“Ma première pièce est un taffetas glacé ou étoffe changeante pour ombrelle”

Gustave Framinet, neveu de Claude-Joseph Bonnet, fait son apprentissage chez le chef d'atelier Curtelin à Lyon en 1854. Il relate son expérience dans deux lettres à sa sœur Valérie.

Jusqu’à présent, mon travail a été assez monotone et peu intéressant ; je n’ai fait encore que m’occuper de l’entretien de la soie, et des détails de la fabrication sans monter encore sur le métier, si ce n’est à de rares intervalles où j’ai donné quelques coups de navette dans la pièce d’une des ouvrières qui sont employées à l’atelier… Mais ce n’est pas du temps perdu : tous ces détails sont fort importants et exigent une longue étude ; c’est ce qui constitue au moins la bonne moitié du travail de l’ouvrier ; le maniement de la navette et le battage s’apprennent en un jour, sauf le perfectionnement qui s’acquiert par degrés… Enfin, mon métier vient de se monter et je dois commencer aujourd’hui même à y travailler. Ma première pièce est un taffetas glacé ou étoffe changeante pour ombrelle, dont la chaîne est verte et la trame groseille. C’est une pièce de commission, elle a soixante mètres qu’il faut avoir finis avant la fin du mois.

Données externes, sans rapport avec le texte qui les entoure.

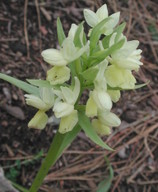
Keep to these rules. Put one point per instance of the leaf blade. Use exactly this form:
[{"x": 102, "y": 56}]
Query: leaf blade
[
  {"x": 20, "y": 84},
  {"x": 86, "y": 126}
]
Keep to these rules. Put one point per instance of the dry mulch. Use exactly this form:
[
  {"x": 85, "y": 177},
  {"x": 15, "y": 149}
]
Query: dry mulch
[{"x": 26, "y": 28}]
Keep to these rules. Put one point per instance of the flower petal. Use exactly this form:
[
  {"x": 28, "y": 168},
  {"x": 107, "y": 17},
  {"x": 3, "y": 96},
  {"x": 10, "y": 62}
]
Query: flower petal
[
  {"x": 72, "y": 31},
  {"x": 114, "y": 94},
  {"x": 118, "y": 77},
  {"x": 91, "y": 107},
  {"x": 36, "y": 102},
  {"x": 102, "y": 12},
  {"x": 39, "y": 121},
  {"x": 62, "y": 109},
  {"x": 90, "y": 17},
  {"x": 68, "y": 123},
  {"x": 109, "y": 119},
  {"x": 102, "y": 99},
  {"x": 58, "y": 75},
  {"x": 54, "y": 57},
  {"x": 47, "y": 96}
]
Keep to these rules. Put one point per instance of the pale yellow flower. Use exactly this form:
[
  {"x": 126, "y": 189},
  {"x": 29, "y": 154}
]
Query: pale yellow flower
[
  {"x": 58, "y": 75},
  {"x": 119, "y": 77},
  {"x": 39, "y": 120}
]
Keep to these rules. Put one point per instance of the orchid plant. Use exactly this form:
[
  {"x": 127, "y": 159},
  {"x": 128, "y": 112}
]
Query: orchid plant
[{"x": 102, "y": 62}]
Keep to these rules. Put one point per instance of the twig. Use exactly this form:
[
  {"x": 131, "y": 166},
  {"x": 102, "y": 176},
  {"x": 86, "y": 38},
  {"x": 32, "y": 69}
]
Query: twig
[
  {"x": 39, "y": 23},
  {"x": 25, "y": 28}
]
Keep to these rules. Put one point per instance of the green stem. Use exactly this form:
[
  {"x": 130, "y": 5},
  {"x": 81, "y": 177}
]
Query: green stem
[{"x": 60, "y": 142}]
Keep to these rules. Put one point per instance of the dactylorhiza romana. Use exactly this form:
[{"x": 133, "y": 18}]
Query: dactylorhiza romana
[{"x": 101, "y": 61}]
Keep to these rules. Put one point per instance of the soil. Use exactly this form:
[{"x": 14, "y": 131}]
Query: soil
[{"x": 82, "y": 166}]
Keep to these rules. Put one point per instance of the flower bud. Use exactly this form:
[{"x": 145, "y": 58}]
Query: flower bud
[
  {"x": 58, "y": 75},
  {"x": 39, "y": 120}
]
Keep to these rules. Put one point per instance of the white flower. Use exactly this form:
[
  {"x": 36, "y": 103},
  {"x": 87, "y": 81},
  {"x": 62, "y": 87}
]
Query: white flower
[
  {"x": 102, "y": 13},
  {"x": 128, "y": 57},
  {"x": 65, "y": 55},
  {"x": 39, "y": 120},
  {"x": 72, "y": 31},
  {"x": 108, "y": 118},
  {"x": 44, "y": 102},
  {"x": 119, "y": 77},
  {"x": 99, "y": 98},
  {"x": 114, "y": 94},
  {"x": 58, "y": 75},
  {"x": 64, "y": 105},
  {"x": 67, "y": 123}
]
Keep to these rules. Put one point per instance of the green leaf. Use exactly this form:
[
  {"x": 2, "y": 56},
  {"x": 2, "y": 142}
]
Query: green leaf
[
  {"x": 105, "y": 185},
  {"x": 141, "y": 85},
  {"x": 60, "y": 32},
  {"x": 21, "y": 84},
  {"x": 59, "y": 144},
  {"x": 85, "y": 124},
  {"x": 101, "y": 55},
  {"x": 39, "y": 83},
  {"x": 96, "y": 33}
]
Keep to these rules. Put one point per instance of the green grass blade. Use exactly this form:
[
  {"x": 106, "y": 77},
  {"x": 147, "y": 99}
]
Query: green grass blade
[{"x": 59, "y": 144}]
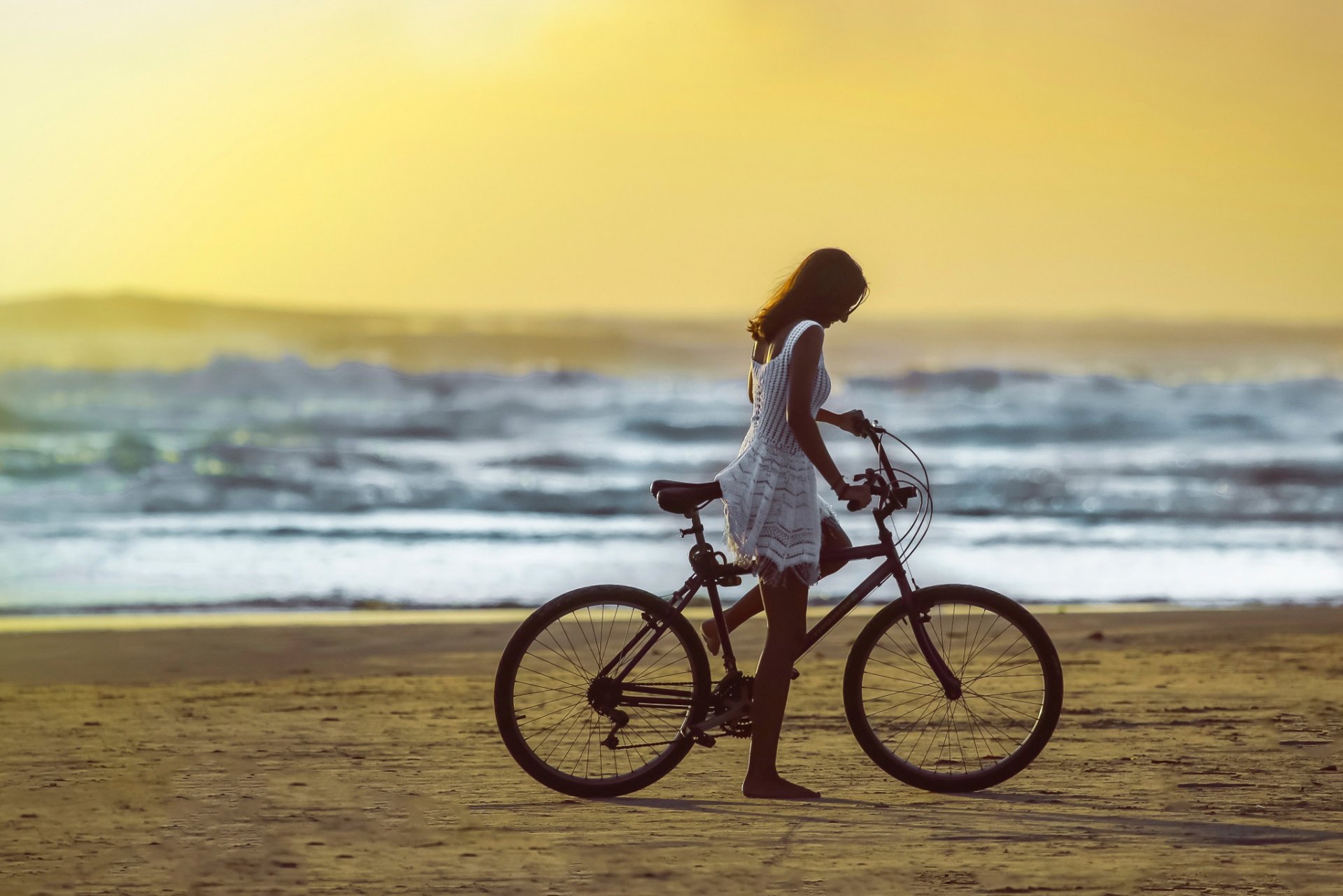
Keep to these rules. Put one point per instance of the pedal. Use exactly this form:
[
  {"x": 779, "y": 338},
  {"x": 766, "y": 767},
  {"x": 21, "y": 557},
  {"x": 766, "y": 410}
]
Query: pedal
[{"x": 731, "y": 713}]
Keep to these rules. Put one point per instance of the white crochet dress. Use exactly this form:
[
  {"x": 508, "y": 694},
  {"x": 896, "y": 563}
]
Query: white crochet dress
[{"x": 770, "y": 500}]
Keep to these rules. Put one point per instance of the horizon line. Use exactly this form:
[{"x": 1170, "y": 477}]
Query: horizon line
[{"x": 281, "y": 306}]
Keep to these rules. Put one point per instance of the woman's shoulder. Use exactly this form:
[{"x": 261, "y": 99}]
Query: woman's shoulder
[{"x": 805, "y": 328}]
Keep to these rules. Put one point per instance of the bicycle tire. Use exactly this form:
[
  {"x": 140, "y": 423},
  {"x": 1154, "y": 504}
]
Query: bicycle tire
[
  {"x": 532, "y": 632},
  {"x": 924, "y": 696}
]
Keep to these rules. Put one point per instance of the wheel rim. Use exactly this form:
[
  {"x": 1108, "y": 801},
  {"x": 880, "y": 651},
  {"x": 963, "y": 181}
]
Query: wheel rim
[
  {"x": 556, "y": 695},
  {"x": 1004, "y": 697}
]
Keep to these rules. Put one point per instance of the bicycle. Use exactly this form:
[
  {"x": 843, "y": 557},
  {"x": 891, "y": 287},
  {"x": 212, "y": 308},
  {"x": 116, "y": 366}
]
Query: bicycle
[{"x": 604, "y": 690}]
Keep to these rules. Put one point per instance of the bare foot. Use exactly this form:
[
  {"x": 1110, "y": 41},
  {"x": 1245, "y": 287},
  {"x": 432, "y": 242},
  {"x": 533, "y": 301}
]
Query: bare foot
[
  {"x": 711, "y": 636},
  {"x": 775, "y": 788}
]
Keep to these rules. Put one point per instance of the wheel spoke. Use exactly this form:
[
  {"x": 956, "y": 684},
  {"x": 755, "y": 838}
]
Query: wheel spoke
[
  {"x": 940, "y": 739},
  {"x": 557, "y": 691}
]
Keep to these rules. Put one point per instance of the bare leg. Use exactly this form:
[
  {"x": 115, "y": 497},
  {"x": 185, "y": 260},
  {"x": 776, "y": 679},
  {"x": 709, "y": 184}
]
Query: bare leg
[
  {"x": 786, "y": 609},
  {"x": 751, "y": 604}
]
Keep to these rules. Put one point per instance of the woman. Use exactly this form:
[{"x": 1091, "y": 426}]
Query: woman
[{"x": 774, "y": 516}]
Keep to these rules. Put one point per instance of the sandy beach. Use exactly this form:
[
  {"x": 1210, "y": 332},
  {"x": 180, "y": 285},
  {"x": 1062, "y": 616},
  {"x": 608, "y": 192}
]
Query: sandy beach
[{"x": 1198, "y": 753}]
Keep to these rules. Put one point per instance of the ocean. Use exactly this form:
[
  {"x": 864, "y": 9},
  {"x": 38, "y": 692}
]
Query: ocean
[{"x": 250, "y": 484}]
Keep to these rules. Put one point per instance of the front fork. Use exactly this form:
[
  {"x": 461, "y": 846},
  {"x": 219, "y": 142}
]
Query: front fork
[{"x": 919, "y": 620}]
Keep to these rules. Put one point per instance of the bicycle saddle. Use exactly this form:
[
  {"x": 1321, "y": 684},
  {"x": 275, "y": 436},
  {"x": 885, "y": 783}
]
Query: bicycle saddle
[{"x": 683, "y": 497}]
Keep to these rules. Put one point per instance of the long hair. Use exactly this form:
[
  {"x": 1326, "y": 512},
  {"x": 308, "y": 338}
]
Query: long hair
[{"x": 826, "y": 287}]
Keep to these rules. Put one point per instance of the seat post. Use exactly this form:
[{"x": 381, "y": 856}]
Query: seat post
[
  {"x": 696, "y": 527},
  {"x": 711, "y": 585}
]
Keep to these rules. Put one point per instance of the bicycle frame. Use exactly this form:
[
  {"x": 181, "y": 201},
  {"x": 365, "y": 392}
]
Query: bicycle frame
[{"x": 702, "y": 557}]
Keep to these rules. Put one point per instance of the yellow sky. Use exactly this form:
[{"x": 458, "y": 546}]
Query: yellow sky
[{"x": 1165, "y": 157}]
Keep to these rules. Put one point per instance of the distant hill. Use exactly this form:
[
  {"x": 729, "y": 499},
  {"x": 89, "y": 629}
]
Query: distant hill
[{"x": 134, "y": 331}]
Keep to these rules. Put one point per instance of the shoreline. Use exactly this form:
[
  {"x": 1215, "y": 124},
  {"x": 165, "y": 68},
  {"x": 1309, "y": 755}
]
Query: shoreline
[{"x": 136, "y": 621}]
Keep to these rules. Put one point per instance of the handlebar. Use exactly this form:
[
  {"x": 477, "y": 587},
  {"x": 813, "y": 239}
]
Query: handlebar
[{"x": 895, "y": 499}]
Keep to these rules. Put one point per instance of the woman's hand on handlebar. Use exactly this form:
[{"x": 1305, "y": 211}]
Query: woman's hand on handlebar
[
  {"x": 858, "y": 495},
  {"x": 855, "y": 423}
]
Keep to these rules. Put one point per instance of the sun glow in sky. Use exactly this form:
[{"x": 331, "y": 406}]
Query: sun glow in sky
[{"x": 1138, "y": 157}]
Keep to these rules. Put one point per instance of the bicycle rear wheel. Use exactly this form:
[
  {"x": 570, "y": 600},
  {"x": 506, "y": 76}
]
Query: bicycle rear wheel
[
  {"x": 588, "y": 732},
  {"x": 1013, "y": 690}
]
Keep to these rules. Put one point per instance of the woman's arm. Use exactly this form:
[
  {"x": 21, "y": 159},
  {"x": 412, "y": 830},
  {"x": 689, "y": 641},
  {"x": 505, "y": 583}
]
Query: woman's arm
[
  {"x": 802, "y": 376},
  {"x": 851, "y": 422}
]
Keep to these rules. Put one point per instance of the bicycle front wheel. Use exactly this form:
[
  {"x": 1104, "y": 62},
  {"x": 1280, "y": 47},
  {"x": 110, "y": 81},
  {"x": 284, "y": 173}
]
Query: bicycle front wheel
[
  {"x": 1011, "y": 691},
  {"x": 594, "y": 688}
]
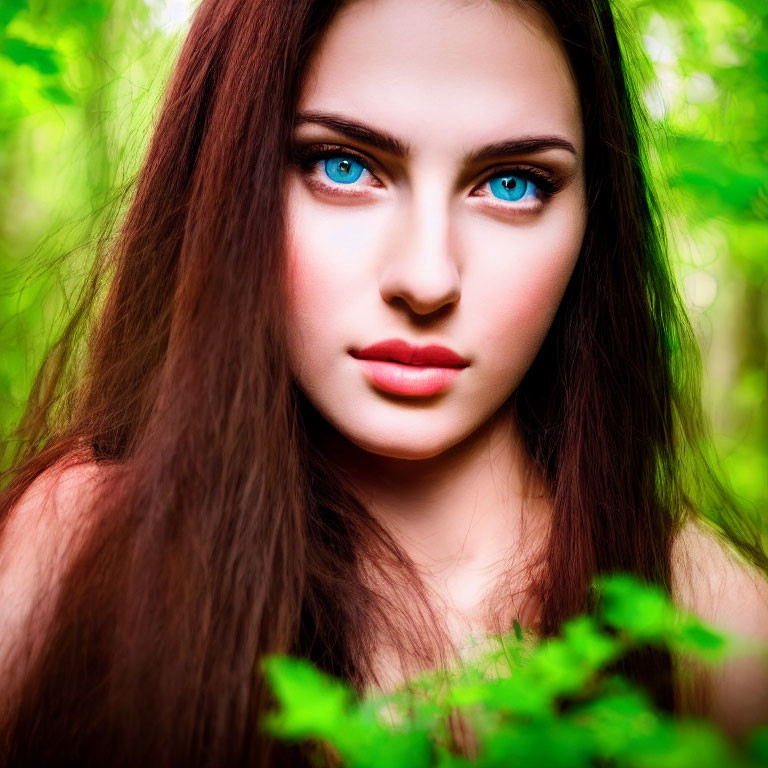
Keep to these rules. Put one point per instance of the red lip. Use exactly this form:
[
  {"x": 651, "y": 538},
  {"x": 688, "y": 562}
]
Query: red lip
[{"x": 400, "y": 351}]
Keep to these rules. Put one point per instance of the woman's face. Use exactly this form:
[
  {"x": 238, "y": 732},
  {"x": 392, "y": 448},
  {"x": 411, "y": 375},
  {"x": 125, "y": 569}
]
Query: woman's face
[{"x": 447, "y": 209}]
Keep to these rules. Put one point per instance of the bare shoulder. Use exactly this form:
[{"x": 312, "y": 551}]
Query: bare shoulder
[
  {"x": 38, "y": 539},
  {"x": 51, "y": 509},
  {"x": 711, "y": 580}
]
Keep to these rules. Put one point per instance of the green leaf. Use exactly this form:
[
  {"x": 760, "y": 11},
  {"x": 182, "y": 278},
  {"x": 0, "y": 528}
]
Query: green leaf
[
  {"x": 9, "y": 9},
  {"x": 56, "y": 95},
  {"x": 23, "y": 53}
]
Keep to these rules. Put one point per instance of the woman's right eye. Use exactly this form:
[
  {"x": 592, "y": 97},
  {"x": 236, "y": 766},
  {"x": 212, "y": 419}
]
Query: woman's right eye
[{"x": 331, "y": 171}]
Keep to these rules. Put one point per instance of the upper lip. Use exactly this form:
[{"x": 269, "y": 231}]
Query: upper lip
[{"x": 400, "y": 351}]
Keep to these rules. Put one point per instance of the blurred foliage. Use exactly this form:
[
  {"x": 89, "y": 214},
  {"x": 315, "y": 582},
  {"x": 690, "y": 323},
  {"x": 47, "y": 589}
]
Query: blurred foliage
[
  {"x": 546, "y": 703},
  {"x": 80, "y": 81}
]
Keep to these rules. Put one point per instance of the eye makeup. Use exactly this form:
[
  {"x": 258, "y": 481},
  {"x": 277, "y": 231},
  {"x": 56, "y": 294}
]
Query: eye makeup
[{"x": 545, "y": 181}]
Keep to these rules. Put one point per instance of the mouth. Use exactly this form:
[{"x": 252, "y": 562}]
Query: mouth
[{"x": 397, "y": 367}]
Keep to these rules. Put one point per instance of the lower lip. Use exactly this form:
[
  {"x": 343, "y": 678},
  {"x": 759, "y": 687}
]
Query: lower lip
[{"x": 413, "y": 380}]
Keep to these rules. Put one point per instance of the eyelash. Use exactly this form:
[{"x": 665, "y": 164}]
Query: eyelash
[{"x": 546, "y": 183}]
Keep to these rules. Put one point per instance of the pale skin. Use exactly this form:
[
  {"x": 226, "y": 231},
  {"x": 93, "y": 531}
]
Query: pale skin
[
  {"x": 421, "y": 250},
  {"x": 424, "y": 251}
]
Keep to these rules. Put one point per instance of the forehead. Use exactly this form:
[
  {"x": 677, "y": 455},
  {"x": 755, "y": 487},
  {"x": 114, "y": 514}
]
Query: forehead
[{"x": 444, "y": 74}]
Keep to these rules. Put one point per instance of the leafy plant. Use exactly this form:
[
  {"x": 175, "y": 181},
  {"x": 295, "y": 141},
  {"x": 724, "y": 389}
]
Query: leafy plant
[{"x": 526, "y": 701}]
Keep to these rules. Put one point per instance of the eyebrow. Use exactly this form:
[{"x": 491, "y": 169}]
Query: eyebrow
[{"x": 394, "y": 146}]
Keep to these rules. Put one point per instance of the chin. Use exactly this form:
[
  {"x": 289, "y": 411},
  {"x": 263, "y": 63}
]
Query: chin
[{"x": 412, "y": 446}]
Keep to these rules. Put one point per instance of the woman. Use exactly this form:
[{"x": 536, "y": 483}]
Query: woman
[{"x": 388, "y": 352}]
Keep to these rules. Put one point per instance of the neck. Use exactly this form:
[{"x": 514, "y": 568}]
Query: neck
[{"x": 459, "y": 515}]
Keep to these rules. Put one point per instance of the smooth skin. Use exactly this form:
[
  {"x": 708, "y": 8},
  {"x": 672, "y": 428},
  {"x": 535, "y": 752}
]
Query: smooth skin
[
  {"x": 423, "y": 252},
  {"x": 423, "y": 248},
  {"x": 406, "y": 238}
]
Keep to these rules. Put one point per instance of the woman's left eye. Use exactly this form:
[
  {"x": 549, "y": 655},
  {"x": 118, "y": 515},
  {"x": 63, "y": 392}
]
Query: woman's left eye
[{"x": 330, "y": 170}]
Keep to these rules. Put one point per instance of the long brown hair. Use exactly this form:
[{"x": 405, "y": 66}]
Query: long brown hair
[{"x": 222, "y": 533}]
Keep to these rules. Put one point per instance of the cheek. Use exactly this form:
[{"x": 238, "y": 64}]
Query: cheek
[{"x": 521, "y": 299}]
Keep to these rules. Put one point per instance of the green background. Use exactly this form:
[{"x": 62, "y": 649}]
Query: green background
[{"x": 80, "y": 82}]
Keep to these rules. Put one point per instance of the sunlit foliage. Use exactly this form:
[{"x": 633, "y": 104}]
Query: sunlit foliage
[{"x": 524, "y": 702}]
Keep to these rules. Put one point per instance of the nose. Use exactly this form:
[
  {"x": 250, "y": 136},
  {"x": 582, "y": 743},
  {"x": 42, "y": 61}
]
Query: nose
[{"x": 421, "y": 269}]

Photographie du fabricant de soieries Gustave Framinet
Gustave Framinet, fabricant de soierie, photographié à Paris par Disdéri.

…Il faut que la pièce soit dès le commencement assez bien faite pour être reçue par les personnes qui l’ont commandée et que je ne perde pas mon temps. Je vais donc devenir complètement ouvrier, et depuis le grand matin jusqu’à la nuit. Je ne sortirai de mon métier que pour aller dîner…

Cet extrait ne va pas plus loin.